SharePoint – [Me] = Easy Item Level Security
Guest Author: Jeff Jones
SharePoint on a String
Ever wanted item level security in SharePoint without the headaches? It’s easier than you might think. 
Business Goal:
Provide a personalized dashboard where application owners can confirm they still need the system access they have. This access review should be quick and easy, so limiting the display to only records they need would be great.
Technical Design:
SharePoint custom list with a multi-person column (“team”) and view filter [Me] to display only your records. The multi-person column can hold any user in the User Information List of your site collection. If you don’t see someone’s name here you will need to first grant them permissions (i.e. Contributor) and then come back to edit. The permission grant will register their name into the site collection so you will see it in the drop down menu. Despite having multiple values the =[Me] filter works perfectly to match only records where the visitor’s name is listed. You can also use DataSheet edit mode here to fill down (or copy/paste) and update many records quickly.
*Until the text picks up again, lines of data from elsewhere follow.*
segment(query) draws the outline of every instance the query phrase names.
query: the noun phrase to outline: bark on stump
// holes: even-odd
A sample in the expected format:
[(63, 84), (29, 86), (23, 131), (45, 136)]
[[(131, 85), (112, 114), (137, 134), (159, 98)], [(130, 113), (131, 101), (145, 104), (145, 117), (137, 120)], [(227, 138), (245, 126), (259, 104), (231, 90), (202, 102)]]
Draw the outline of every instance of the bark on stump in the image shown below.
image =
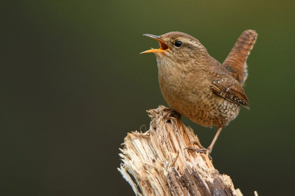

Generally on a project like this many records will have a common “team” of people to review.
Action Steps
- Create custom list with your columns plus a multi-person column “team”
- Grant site permissions
- Populate the list. For “team” select people who will see/edit their own records.
- Modify the default view, add filter “team=[Me]‘”
- Test with a few pilot users
- Send one email with the link and everyone will see a personalized list when they visit.
NOTE: “security through obscurity” is not a best practice for highly sensitive or confidential data. If the data has a firm require to not be viewed by a third party you’ll want to implement SharePoint’s true item level security feature. http://www.codeplex.com/SPDActivities has a great action step for granting security that can help automate to create a sustainable and reliable security enforcement. (thanks to @unclepaul84)
Video Walkthrough (03:39)
How to build the sample list in full step-by-step video with a demo of the final working product.
[Me] = Easy Item Level Security from Jeff Jones on Vimeo.
Guest Author: Jeff Jones
SharePoint on a String
Jeff is a SharePoint developer and administrator in Chicago, IL. He enjoys whiteboarding, peer coding, and being creative with software. He has over 6 years of SharePoint experience and holds MCSE and MCTS certifications.
The items will be viewable to everyone who sets up an email alert or subscribes to an RSS feed for the list. Right?
Hi,
If a user create’s a personal view of the list, the documents will not be filtered unless they are also include the “team = [me]” filter.
A custom or modified permission level could also be implemented here to stop users from creating or modifying personal views on the list or library ( disable the “Modify Personal Views…” permission ).
Thanks
James
Hi MessengerBoy. Yes, the items would be visible over RSS or Email Alerts. The [Me] filter is mainly about personalization, not sensitive data. Just making it easy to find your records.
Hi James. Yes, modifying the security of the parent list (or site) could block sophisticated users from creating their own view. The sentiment is similar to the above. The goal here was a personalized report, not rock solid security, so if they want to personalize it would generally be OK with me.
For both questions to get 100% solid security you’ll just want a little XOML Workflow in SPD using http://www.codeplex.com/SPDActivities to grant permissions during new/change. =)
Thanks for the comments and questions!
I have made a list with a column Name to be able to add the me filter. For 2 employees I cannot select the name because trying to add their names in datasheet view I get a message that their names are not avaliable. What’s going wrong?